Laut den Erzählungen der betroffenen Filmschaffenden waren sie verschiedenen Formen sexualisierter Gewalt und Missachtung ausgesetzt; u. a. Verachtung und Entwürdigung durch „sexistische und sexualisierte Bemerkungen“. Die Angreifer hätten „ihre Machtposition ausgenützt und die Betroffene zum Schweigen oder zum Hinnehmen ihrer sexuellen Untaten gezwungen, sonst wurde das Gehalt oder Honorar einfach nicht bezahlt“. Den Opfern wurde außerdem gedroht, sie würden ihren „Job verlieren, wenn sie über die begangenen Missetaten reden“ würden. Darüber hinaus haben die Filmemacherinnen oft über „unerwünschten Körperkontakt“, „Nötigung“ und schließlich „körperliche Gewalt und Vergewaltigung“ berichtet.

Diese bitteren und leidvollen Erlebnisse, die gewiss tiefe seelische Wunden verursacht haben, weisen auf eine ausgeprägte strukturelle Gewaltausübung in der Filmindustrie Irans hin, die stillschweigend toleriert, verharmlost und gedeckt wird. Denn es gibt tatsächlich keine ernsthaften Sanktionen für die Angreifer, die auch deshalb unbesorgt weitermachen. Diese berühmten Persönlichkeiten, denen ihre Fans huldigen, sind die Vorbilder der neuen Generation. Allein das muss für unsere Gesellschaft alarmierend sein.

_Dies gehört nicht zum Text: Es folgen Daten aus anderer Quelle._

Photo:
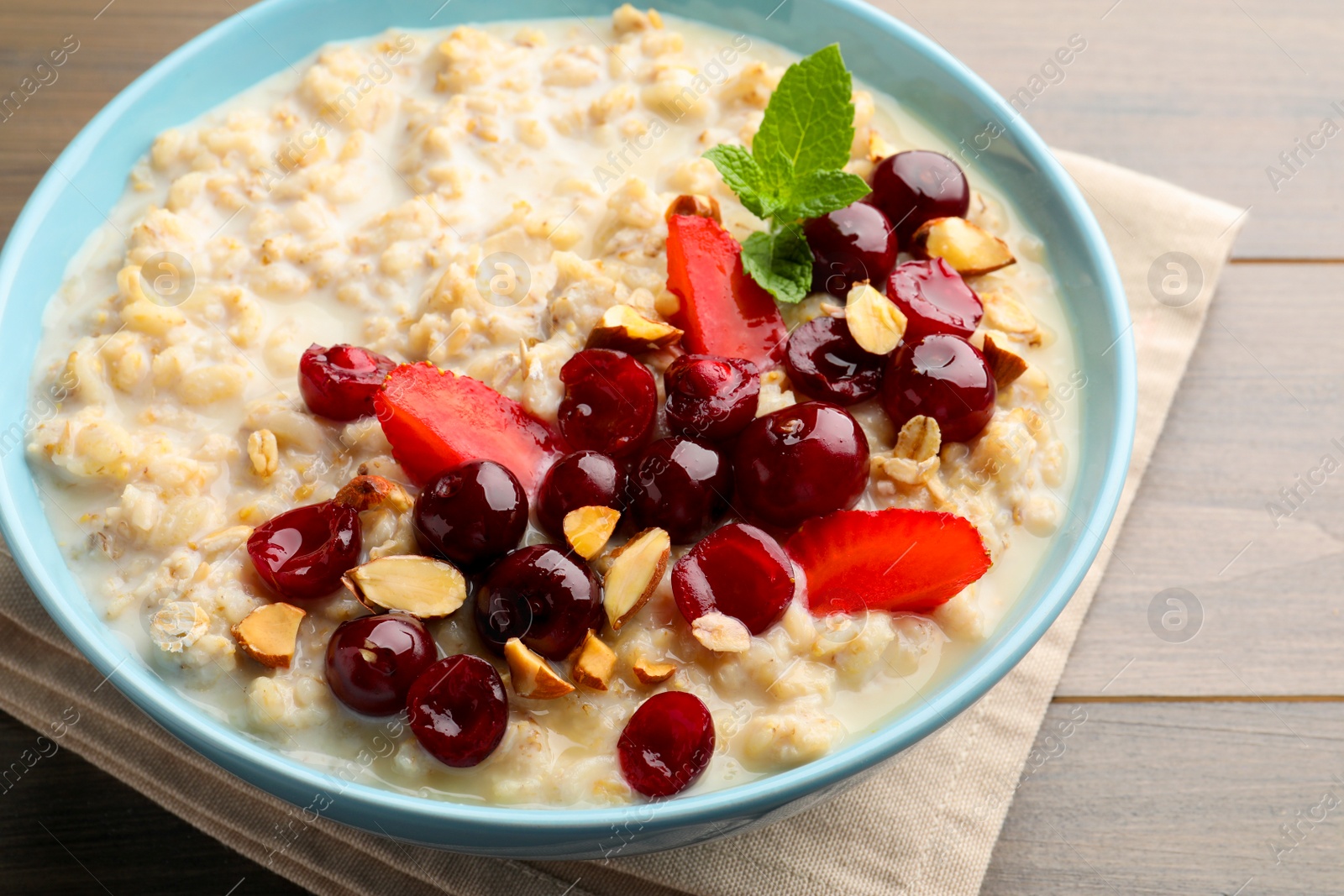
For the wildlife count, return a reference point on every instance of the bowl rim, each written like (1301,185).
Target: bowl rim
(165,705)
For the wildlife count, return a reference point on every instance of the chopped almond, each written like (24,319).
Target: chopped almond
(595,664)
(531,674)
(635,574)
(589,528)
(269,634)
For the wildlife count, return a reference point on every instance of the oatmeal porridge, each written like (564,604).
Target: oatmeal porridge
(447,416)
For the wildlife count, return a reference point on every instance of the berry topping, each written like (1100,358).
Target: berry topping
(582,479)
(611,402)
(801,461)
(914,187)
(682,486)
(739,571)
(934,300)
(945,378)
(827,364)
(710,398)
(472,515)
(723,312)
(667,743)
(459,710)
(850,244)
(302,553)
(373,661)
(438,421)
(340,382)
(542,597)
(898,560)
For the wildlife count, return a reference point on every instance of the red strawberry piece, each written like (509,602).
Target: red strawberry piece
(437,421)
(723,311)
(897,560)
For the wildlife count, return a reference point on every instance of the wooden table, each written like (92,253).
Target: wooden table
(1194,755)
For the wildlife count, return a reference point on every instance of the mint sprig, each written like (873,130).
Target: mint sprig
(795,170)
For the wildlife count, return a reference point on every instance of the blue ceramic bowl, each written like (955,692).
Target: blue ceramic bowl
(91,175)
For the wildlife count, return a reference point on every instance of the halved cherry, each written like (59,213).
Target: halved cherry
(302,553)
(667,743)
(459,710)
(739,571)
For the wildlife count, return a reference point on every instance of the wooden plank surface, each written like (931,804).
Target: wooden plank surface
(1146,794)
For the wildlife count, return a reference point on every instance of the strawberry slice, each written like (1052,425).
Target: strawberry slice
(897,560)
(437,421)
(723,311)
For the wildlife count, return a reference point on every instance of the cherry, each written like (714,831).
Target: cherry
(667,743)
(302,553)
(801,461)
(459,710)
(918,186)
(850,244)
(582,479)
(340,382)
(945,378)
(680,485)
(373,661)
(934,298)
(543,597)
(472,515)
(611,402)
(827,364)
(710,398)
(738,570)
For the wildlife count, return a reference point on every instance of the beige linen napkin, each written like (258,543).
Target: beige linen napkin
(924,824)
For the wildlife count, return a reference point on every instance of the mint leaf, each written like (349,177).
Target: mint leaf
(781,262)
(823,191)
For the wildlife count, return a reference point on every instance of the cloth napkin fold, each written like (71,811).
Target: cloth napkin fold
(927,822)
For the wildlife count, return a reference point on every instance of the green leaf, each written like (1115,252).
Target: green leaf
(823,191)
(808,123)
(781,262)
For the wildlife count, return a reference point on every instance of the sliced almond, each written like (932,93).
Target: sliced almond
(635,573)
(624,328)
(969,249)
(874,320)
(1005,364)
(270,634)
(654,673)
(722,633)
(531,674)
(589,528)
(696,204)
(595,664)
(369,492)
(920,438)
(421,586)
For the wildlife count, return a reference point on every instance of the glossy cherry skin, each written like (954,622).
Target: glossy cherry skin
(667,743)
(582,479)
(611,402)
(373,661)
(340,382)
(710,398)
(799,463)
(945,378)
(459,710)
(737,570)
(934,298)
(472,515)
(827,364)
(542,595)
(302,553)
(918,186)
(680,485)
(850,244)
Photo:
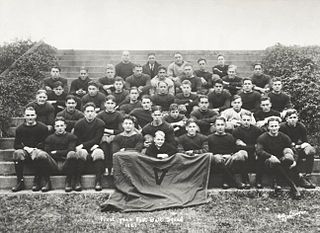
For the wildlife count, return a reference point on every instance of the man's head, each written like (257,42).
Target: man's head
(292,117)
(265,104)
(178,59)
(146,102)
(247,85)
(83,73)
(128,123)
(257,69)
(60,125)
(71,103)
(41,96)
(89,111)
(220,58)
(202,63)
(93,88)
(30,115)
(276,84)
(246,119)
(110,103)
(137,71)
(232,71)
(203,103)
(125,58)
(236,102)
(55,72)
(220,125)
(151,58)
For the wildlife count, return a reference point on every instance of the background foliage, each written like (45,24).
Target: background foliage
(17,88)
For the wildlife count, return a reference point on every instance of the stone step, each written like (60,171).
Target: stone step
(57,182)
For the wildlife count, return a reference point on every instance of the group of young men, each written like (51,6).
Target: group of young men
(245,124)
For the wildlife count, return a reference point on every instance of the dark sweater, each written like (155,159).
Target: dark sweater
(133,142)
(268,145)
(89,133)
(280,101)
(31,136)
(61,143)
(297,134)
(124,70)
(197,143)
(222,144)
(45,112)
(71,118)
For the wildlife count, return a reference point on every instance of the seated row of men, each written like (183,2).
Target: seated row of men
(234,138)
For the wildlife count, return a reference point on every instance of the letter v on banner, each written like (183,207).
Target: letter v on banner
(156,174)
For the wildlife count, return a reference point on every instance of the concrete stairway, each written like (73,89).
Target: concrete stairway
(96,60)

Hinzu kommt, dass es keine Aufsichtsinstanz gibt, die sich aus Personen zusammensetzt, die zum Thema sexuelle Gewalt und verbale Belästigung geschult sind. Eine solche Instanz müsste in der Lage sein, die Fälle über das sexualisierte Fehlverhalten von Vorgesetzten gegenüber den Kolleginnen in einem Filmprojekt gegebenenfalls gründlich zu untersuchen.

Es gibt keine Klauseln oder Paragraphen in Arbeitsverträgen hinsichtlich der Bestimmungen oder rechtlichen Folgen, die sich auf den Schutz von Filmschaffenden vor Nötigung, sexualisierter physischer und psychischer Gewalt, sexueller Erpressung, verbaler Belästigung, Beleidigung und Demütigung am Arbeitsplatz beziehen. Das Thema der Schutzlosigkeit der Frauen und die rechtlichen Sanktionen für die Täter werden in der Öffentlichkeit oder in den Medien auch nicht behandelt.

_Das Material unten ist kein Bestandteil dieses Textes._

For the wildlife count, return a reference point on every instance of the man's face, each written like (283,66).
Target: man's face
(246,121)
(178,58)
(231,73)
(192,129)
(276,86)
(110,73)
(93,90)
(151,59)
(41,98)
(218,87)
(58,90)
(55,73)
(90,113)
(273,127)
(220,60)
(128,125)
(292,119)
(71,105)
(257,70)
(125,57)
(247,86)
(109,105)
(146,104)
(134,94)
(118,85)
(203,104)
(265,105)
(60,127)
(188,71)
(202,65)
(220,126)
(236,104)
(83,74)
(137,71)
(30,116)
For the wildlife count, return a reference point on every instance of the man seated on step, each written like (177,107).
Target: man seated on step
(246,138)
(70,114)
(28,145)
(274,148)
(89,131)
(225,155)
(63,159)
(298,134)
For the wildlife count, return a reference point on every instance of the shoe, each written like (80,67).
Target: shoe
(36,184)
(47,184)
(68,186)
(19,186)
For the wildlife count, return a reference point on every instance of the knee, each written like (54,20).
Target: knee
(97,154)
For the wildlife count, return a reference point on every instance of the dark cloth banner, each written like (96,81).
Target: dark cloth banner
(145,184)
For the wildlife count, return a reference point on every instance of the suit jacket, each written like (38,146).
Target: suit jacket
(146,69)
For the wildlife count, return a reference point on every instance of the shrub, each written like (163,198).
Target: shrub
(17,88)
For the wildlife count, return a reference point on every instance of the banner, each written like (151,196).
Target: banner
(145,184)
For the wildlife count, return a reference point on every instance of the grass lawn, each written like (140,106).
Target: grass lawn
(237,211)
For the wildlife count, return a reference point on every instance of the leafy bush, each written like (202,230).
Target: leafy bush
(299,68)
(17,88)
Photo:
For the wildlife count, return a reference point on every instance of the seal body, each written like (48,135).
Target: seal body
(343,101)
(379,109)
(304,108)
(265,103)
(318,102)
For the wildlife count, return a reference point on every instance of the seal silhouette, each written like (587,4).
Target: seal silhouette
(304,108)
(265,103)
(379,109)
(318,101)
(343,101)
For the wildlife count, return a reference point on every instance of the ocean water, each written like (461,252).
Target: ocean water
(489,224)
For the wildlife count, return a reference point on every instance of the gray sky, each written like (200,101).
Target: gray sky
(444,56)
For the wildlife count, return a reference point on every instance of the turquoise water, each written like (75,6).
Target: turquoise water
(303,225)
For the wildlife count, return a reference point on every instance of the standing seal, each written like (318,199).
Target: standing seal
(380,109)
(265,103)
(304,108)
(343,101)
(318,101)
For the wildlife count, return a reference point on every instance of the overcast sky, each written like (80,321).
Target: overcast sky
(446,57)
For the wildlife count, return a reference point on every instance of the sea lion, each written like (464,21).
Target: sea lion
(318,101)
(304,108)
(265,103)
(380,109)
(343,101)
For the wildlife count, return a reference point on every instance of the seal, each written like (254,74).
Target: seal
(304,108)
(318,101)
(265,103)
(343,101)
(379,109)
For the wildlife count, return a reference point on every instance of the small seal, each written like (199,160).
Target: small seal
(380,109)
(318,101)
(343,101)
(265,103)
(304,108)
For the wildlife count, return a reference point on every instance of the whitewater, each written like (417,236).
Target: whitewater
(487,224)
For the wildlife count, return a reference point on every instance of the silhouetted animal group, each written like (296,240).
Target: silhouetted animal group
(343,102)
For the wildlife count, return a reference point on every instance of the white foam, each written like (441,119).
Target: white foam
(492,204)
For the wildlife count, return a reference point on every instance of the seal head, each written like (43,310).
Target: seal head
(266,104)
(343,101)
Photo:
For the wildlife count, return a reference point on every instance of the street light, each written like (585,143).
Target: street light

Das Verfahren, das die Gewerkschaften und Verbände seit Jahren in der Filmbranche praktizieren, endet oft zu Gunsten der Täter, die den Frauen Schmerzen, Leid und Unrecht zugefügt haben, da die Verhandlungen hinter verschlossenen Türen und durch Vermittlung zwischen Opfer und Täter stattfinden.

Unter solchen Umständen und trotz der ungleichen Machtverhältnisse als Folge der ungleichen Geschlechterverhältnisse in der Filmindustrie haben wir Filmemacherinnen in all den Jahren unser Bestes getan und unsere Phantasie, Kreativität und physische und psychische Stärke für die Bereicherung der Filmwelt eingesetzt. Und das obwohl unsere Kompetenz stets aufgrund der herrschenden Misogynie in Frage gestellt, unsere hart erkämpften Möglichkeiten dauernd beschnitten wurden und weiter eingeschränkt werden – vor allem weil unser Anteil an Schlüsselpositionen, Entscheidungsgremien und finanziellen Zuwendungen in dieser Branche sehr gering ist.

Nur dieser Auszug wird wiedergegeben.